Monday, June 6, 2011

shortly about my success

At the age of eight Aloyce Fungafunga, knew already what survival of the fittest meant. He had lived a very miserable life, thanks to her abusive father, an alcoholic, who endlessly beat up his mother and his sister.
His father died in 1999, but not before leaving indelible memories of the pains he went through as a child.
“He left us with no food, and no money for our upkeep. My mother was not working, and as a result she could not support us,” says Aloyce, who is now 19.
“We were forced to the streets where we lived three years, a life of begging for everything, endless squabbles with other street children over food and alms and clashes with the police.”
But life will never be the same again for Aloyce, one of the 29 former street children who graduated in tailoring, carpentry, and various other vocational skills at the Dogodogo Children’s Centre in Dar es Salaam.

Shelter and education
He spent the last two years studying music and dance after social workers from the centre picked him from the streets to give him and over 200 other vulnerable children a shelter and education. Now, Aloyce says he has been given a new lease of life.
“I would not have said the same thing eight years ago when I was approached by social workers from the Dogodogo Children’s Centre. It was for me to believe and trust that these people really wanted to help,” he recalls.
“My life had been hard on the streets, and trusting a stranger was hard. But they insisted, and in 2002, after they had talked to me three times, I agreed to live at the centre.”
He started his primary school at the centre in 2003, and passed well earning himself a distinct chance to pursue the Qualifying Tests (QT) in only two years, instead of studying secondary education for four years. Later, he decided to study music and dance. He graduated recently with a certificate.
But that is just the beginning for Aloyce, whose aim is to establish his own firm to train music and dance. He is set to proceed to diploma studies, and continue fighting until his dream is realised.
However, despite his achievement, he feels a gap not having a family member he knows to celebrate his progress.
 “My mother died in 2006, and my sister also died this year.

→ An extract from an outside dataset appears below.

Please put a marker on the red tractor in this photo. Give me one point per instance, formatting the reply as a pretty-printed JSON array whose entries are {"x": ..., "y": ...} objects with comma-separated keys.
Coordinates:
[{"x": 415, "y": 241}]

I don’t have any other relative that I know of,” he says.
“This centre is the only home that I have, I have nowhere else to go,” he adds.
Many former street children from the centre have a story like Aloyce’s to tell.
Ambrose Mbawala, 27, graduated from the college in 2006, and has since been able to sustain a living through a tailoring machine from the centre.
“I earn approximately Sh150,000 per month and I have been able to pursue grade one studies in tailoring at the Vocational Education and Training Authority (Veta),” he says rather proudly.
Another graduate, John Patrick, 18, who has been at the centre for two years, will be reuniting with his family after he also completed a course in tailoring.
“I will go back and live with my sister, and  now that I am a tailor with this machine I got from the centre I can start my business,” he says.
Ms Herine Odhiambo, a social worker and one of the teachers at the centre, says with proper teaching and counselling the street children have a chance in life.